On Tuesday, Mt. Gox, the world’s leading Bitcoin exchange, abruptly closed down its website amid reports that the company had lost 744,408 Bitcoins—equivalent to about $380 million, or 6% of the total Bitcoins in circulation—in a large-scale theft. The theft, which apparently went unnoticed for years, involved a transaction malleability glitch that allowed hackers to take advantage of unconfirmed transaction payments and seep funds from Mt. Gox without notice—until now.
The theft further mars Bitcoin’s already shaky reputation, and the latest attacks signal another “setback for efforts to gain legitimacy for the virtual currency.” However, some optimists view the theft as merely “growing pains” for the cyptocurrency, arguing that the fall of Mt. Gox will only lead to a more stable future for the Bitcoin. As Anthony Hope, a former British Treasury official and now head of compliance at Hong Kong-based MatrixVision, noted, “It’s good for us as a business, not so good for us as consumers . . . Over the longer term it will be good for Bitcoin because over time the entire ecosystem will be made more robust.” Others are not so optimistic, viewing this most recent incident, the latest in a string of thefts, as writing on the wall that the end of Bitcoin is near.
Either way, both sides agree that the theft has hurt both the confidence and wallets of Bitcoin investors, who understandably are left second guessing their investments and worrying whether they’ll ever see their money again. Bitcoin investors are stuck in a precarious position because when a hacker steals Bitcoins from their digital wallets, the investors lack legal recourse. In other words, Bitcoins don’t offer the same payment assurances that a government-backed currency does. Although Bitcoin companies have been trying to secure FDIC-style insurance, as of now, once the money is gone, investors are simply out of luck. Indeed, Mark Williams, a Boston University banking and risk management specialist, argues that the Bitcoin is not really a currency but a commodity,—“a high-risk commodity, a speculative commodity.”
But if the Bitcoin is a speculative commodity, how should the law protect these investors?
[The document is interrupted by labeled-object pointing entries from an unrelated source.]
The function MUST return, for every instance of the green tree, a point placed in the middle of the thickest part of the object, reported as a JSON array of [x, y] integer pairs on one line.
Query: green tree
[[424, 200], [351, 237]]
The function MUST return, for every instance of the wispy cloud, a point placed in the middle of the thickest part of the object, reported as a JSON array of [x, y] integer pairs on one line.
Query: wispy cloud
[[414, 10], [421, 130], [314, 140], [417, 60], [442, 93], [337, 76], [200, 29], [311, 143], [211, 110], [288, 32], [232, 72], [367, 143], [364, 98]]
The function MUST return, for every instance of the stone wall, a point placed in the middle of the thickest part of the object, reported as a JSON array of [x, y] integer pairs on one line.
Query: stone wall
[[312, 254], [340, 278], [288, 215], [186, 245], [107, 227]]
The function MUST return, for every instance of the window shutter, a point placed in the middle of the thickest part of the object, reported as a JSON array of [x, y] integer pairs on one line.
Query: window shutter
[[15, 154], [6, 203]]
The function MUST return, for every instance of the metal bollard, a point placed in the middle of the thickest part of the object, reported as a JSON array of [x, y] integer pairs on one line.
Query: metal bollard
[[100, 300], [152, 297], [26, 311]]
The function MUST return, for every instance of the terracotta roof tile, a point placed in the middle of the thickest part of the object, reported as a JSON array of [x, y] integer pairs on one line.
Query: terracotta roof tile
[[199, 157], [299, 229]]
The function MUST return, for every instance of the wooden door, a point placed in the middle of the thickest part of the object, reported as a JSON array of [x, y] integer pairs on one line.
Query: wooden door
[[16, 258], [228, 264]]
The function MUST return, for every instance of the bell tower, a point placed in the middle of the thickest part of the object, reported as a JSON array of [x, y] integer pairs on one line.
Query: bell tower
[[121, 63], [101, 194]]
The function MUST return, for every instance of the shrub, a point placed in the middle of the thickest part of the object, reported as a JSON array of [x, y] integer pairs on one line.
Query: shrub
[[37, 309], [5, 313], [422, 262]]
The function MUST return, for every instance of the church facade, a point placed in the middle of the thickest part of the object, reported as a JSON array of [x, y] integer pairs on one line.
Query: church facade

With many comparing the Bitcoin craze to a modern-day tulip mania (i.e., glorified gambling) , would it be fair to afford such risky investors consumer protection measures reserved for more conservative and prudent bank account holding counterparts? We only need to look back to the 2008 financial crisis to find evidence that the public would probably not warm up to the idea of “bailing out” investors who proactively engaged in arguably speculative transactions.
This legal issue also seems reminiscent of the consumer protection debate over crowdfunding. While ordinary consumers are allowed to invest in, e.g., risky startups, they’re still afforded legal protection. Most argue that such protection is necessary to encourage crowd-funding and thus promote business and financial growth. However, if, as many analysts predict, the Bitcoin becomes a “major means of payment for e-commerce and may emerge as a serious competitor to traditional money-transfer providers,” then perhaps we protect this “currency of the future”?